Автор:  Розовый Жираф | 16.08.2013 13:40:46 |

Версия для печати
По мотивам романа Ф.М. Достоевского «Преступление и наказание»

Этим утром Арина проснулась в прекрасном расположении духа. На улице светило яркое весеннее солнце. Из открытого окна доносились звонкие голоса птиц. Девушка посмотрела на себя в зеркало: «Как я хороша сегодня!» - подумала она про себя и засмеялась по-детски искренним смехом. Она была так счастлива, как может быть счастлива только юная девушка в семнадцать лет.

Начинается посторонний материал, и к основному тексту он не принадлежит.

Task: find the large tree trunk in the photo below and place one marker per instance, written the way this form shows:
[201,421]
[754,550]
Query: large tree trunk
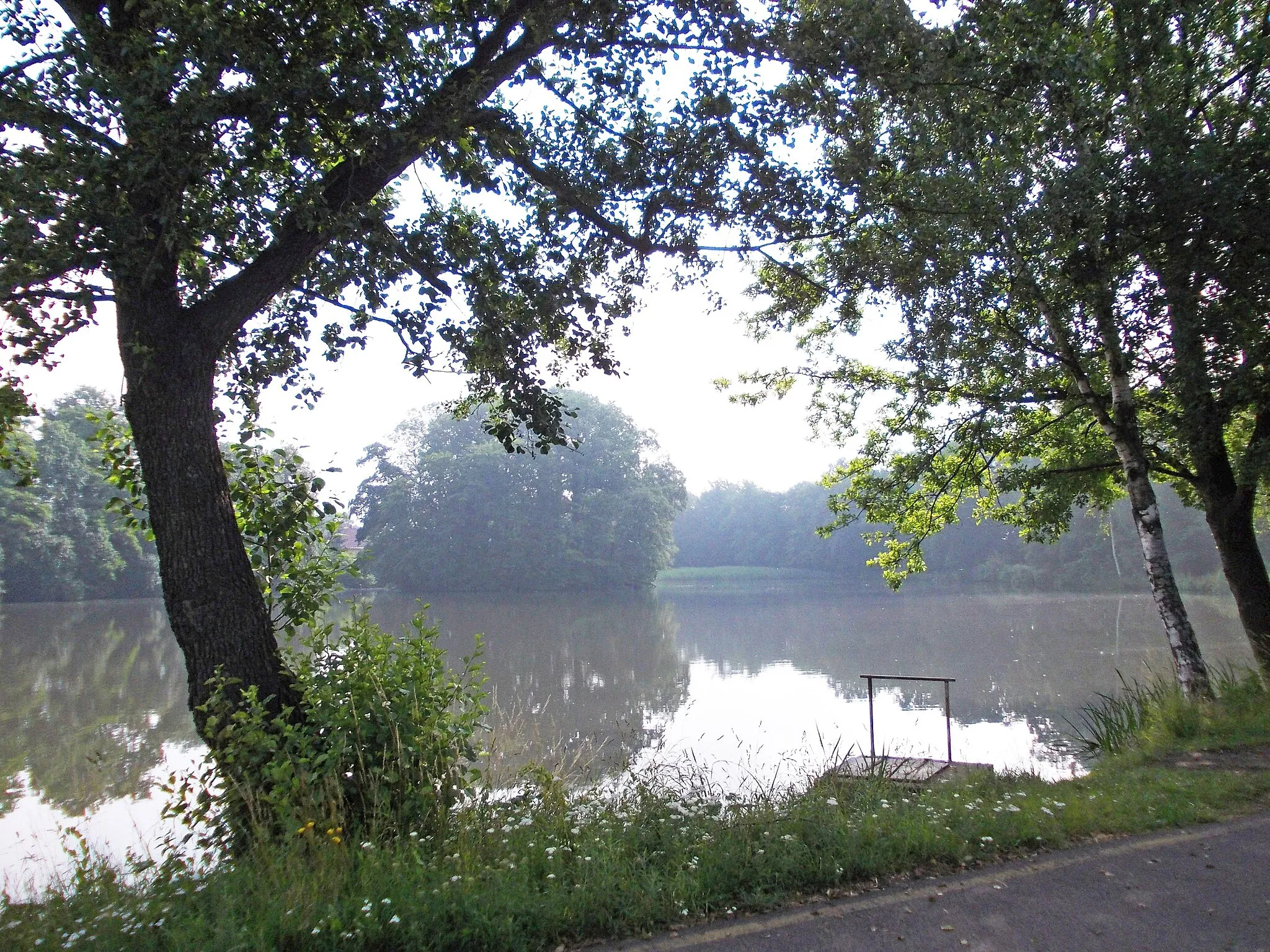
[1118,416]
[1188,663]
[1230,513]
[1228,495]
[214,603]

Вдруг в дверь постучали.
- Аринушка, ты проснулась? – ласковым голосом спросила мать.
- Да, да, маменька! Входите! – радостно крикнула девушка и побежала открывать дверь.
- Ну хороша, озорница! – улыбнувшись, воскликнула мать и нежно поцеловала розовые щечки дочери. – Мы с папенькой должны ехать сейчас: надо купить новую ткань для штор. На эти же смотреть невозможно: старые, пыльные, и цвет у них такой неприятный, желто-коричневый. Ты же, дорогая моя, остаешься за старшую. Смотри, чтобы Феденька не баловался, да и сама хорошо себя веди!
-Ах, маменька, что вы такое говорите! – засмеялась Арина.
- Знаю я тебя. Как разыграешься, так и забудешь про все на свете, - мать ласково посмотрела на свою уже взрослую дочь и засмеялась. – Ну ладно, ладно, ты иди к Феденьке, а мы с папенькой скоро будем.
- До свидания, маменька!
- До свидания, душенька! – мать еще раз нежно поцеловала щечки дочери и вышла.
- Аринушка! Аринушка! – раздался веселый детский голос в коридоре, - Аринушка, пойдем играть! – в комнату вбежал Феденька. Это был плотно сложенный мальчик восьми лет. Он был скорее похож на маленького мужичка, чем на обычного мальчика.
- Феденька, доброе утро! – воскликнула Арина, души не чаявшая в младшем брате.
- Пошли скорее со мной! Я такое нашел, такое… - закричал Федя и, крепко схватив сестру за подол платья, направился к двери.
- Ах, Феденька, да куда ты меня тащишь?
- На чердак, конечно. Там столько всего интересного!
Арина еще никогда не бывала на чердаке. Их семья лишь пару недель назад переехала в этот дом на Вознесенском проспекте. Держась за руки, дети по старой гнилой лестнице поднялись на чердак. Он являл вид весьма печальный: все находившиеся там предметы, были спрятаны под толстым слоем пыли, стены были тоже покрыты пылью и тысячами тоненьких паутинок, с которых злобно посматривали маленькие черные паучки.
Вдруг Арина зацепилась носком туфельки за торчащий из пола ржавый гвоздь, не устояла на ногах и упала. Со всех сторон поднялось огромное облако пыли, ничего нельзя было разглядеть за этой завесой. Девушка левой рукой что-то нащупала на полу. Когда пыль немного улеглась, она увидела, что это была толстая тетрадь в плотной обложке. Арина открыла ее и на первой странице увидела выведенные красивым аккуратным почерком инициалы, ниже они были расшифрованы так: «Софья Семеновна Мармеладова (зачеркнуто, а выше подписано) Раскольникова».
- Должно быть, это чей-то дневник, - прошептала Арина взволнованным голосом и начала читать:

«23 июля.
Сегодня он приходил ко мне и обещал завтра рассказать, кто убил Лизавету. Не знаю почему, но я боюсь его. Он такой странный, но что-то все равно привлекает меня в этом человеке с безумными глазами. Мне кажется, я даже знаю… Нет, я только догадываюсь, кто сделал это, кто убил бедную Лизавету. Но это так страшно! Так страшно, что я боюсь хоть на секунду представить, чтобы он… Нет, не мог! Он не мог! Господи, как же это страшно!..»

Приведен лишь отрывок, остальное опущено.